A larger number in which box, max iterations? Could you write down the values you enter that cause crashes? (If you have something that crashes as often as 3 out of 10 times, you could use a command-shift-3 screenshot to save the settings before pressing return to plot, rather than writing everything down.)

My guess is that my range checking is off, and I'm letting in some illegal values. Since I know what the ranges SHOULD be, I'm not entering illegal values.

Duncan C
Drop me an email (address is in my profile, and in the About box
for FractalWorks) and I'll send you some plot files that should
make even an 8-core machine work a little. Let me know the display
size on your machine too...
Thanks, will do--kind of fun.
Duncan C
The fractals are quite beautiful....
I find it mind-boggling that such beauty and complexity lurks in
such a simple formula:

Z(n+1) = Z(n)^2 + C
Indeed.

Jeff

--
http://www.pbase.com/jhapeman
--
dpreview and PBase supporter.



http://www.pbase.com/duncanc
 
As an update, here's a quick review from barefeats.com., who just received there octomac, with the Quadro 4500 card upgrade.
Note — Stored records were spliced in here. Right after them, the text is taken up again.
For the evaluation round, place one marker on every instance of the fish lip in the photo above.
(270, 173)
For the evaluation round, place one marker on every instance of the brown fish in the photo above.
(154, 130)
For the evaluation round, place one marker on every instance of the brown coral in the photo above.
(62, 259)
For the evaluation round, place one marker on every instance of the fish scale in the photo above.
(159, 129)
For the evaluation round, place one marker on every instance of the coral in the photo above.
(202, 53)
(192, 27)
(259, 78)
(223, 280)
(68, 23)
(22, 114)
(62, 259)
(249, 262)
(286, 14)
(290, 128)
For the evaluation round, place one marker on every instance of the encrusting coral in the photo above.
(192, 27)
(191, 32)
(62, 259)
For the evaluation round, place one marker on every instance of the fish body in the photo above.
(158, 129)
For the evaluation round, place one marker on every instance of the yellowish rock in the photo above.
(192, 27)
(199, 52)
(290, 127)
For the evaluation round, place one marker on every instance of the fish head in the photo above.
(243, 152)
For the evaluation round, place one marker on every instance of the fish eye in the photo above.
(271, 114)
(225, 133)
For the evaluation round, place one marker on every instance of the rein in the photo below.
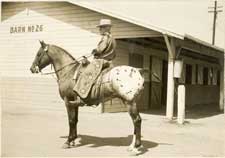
(74, 62)
(49, 73)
The tests are by no means extensive, but it is what one should reasonable expect for performance for common single apps (photoshop and aperture in this case):

http://www.barefeats.com/octopro1.html

Doesn't show much benefit to the extra 4 cores. He also mentioned Quicktime Export and iDVD Video Asset Encode didn't use more than 4 cores. Maybe they will be updated to do that, so maybe there could be some benefit (maybe when Leopard is out?). But this is what we have as of today.
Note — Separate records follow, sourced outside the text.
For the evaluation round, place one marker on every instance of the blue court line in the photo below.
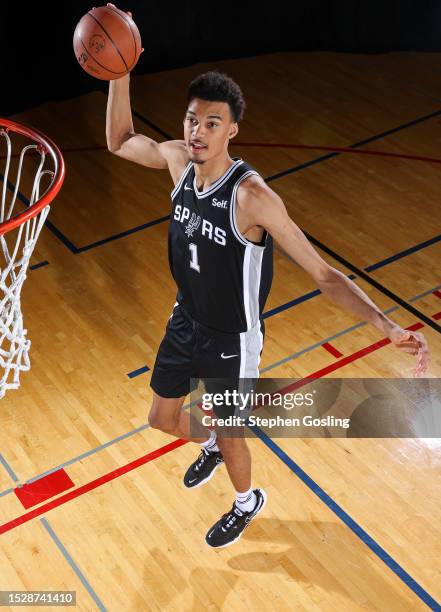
(299, 300)
(73, 565)
(348, 521)
(8, 468)
(58, 542)
(139, 371)
(409, 251)
(132, 432)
Again, this doesn't dissuade me at all, because I multitask like crazy (aperture, photoshop, running Handbrake in the background, 3 safari Windows with 12 tabs each open, itunes going... you get the point). I'm guessing 8 cores and a lot of memory will help multitaskers a lot, and probably more so under Leopard. If that's true, $699 for 4 more cores seems cheap for how I use a computer.
 
Having more than 3 gigs of ram available for Photoshop will
actually speed up the application when crunching large files, in
spite of the 3 gig Photoshop limit.

Tiger will allow use all available surplus RAM as PS scratch space
before writing to disk.
Not true. The OS will use available RAM as a buffer cache for I/O if there is a lot of I/O happening - this is typically where the bulk of the Inactive page count goes. If PS is the thing doing the I/O, then it will, effectively, be a cache for PS. But, this is NOT the same as "PS scratch space".
 
Here ya go....

Straight from Adobe.....

http://www.adobe.com/cfusion/knowledgebase/index.cfm?event=view&id=KC.320005&extid=320005&dialogID=8789614&iterationID=1&sessionID=1213e42822ad783c7d7d&stateID=0+0+8795712&mode=simple

When you run Photoshop CS2 on a computer with a 64-bit processor (such as a G5, Intel Xeon processor with EM64T, AMD Athlon 64, or Opteron processor), and running a 64-bit version of the operating system (Mac OS v10.3 or higher, Windows XP Professional x64 Edition), that has 4 GB or more of RAM, Photoshop will use 3 GB for it's image data. You can see the actual amount of RAM Photoshop can use in the Maximum Used By Photoshop number when you set the Maximum Used by Photoshop slider in the Memory & Image Cache preference to 100%. The RAM above the 100% used by Photoshop, which is from approximately 3 GB to 3.7 GB, can be used directly by Photoshop plug-ins (some plug-ins need large chunks of contiguous RAM), filters, actions, etc.

If you have more than 4 GB (to 6 GB (Windows) or 8 GB (Mac OS)), the RAM above 4 GB is used by the operating system as a cache for the Photoshop scratch disk data.

Data that previously was written directly to the hard disk by Photoshop, is now cached in this high RAM before being written to the hard disk by the operating system. If you are working with files large enough to take advantage of these extra 2 GB of RAM, the RAM cache can speed performance of Photoshop.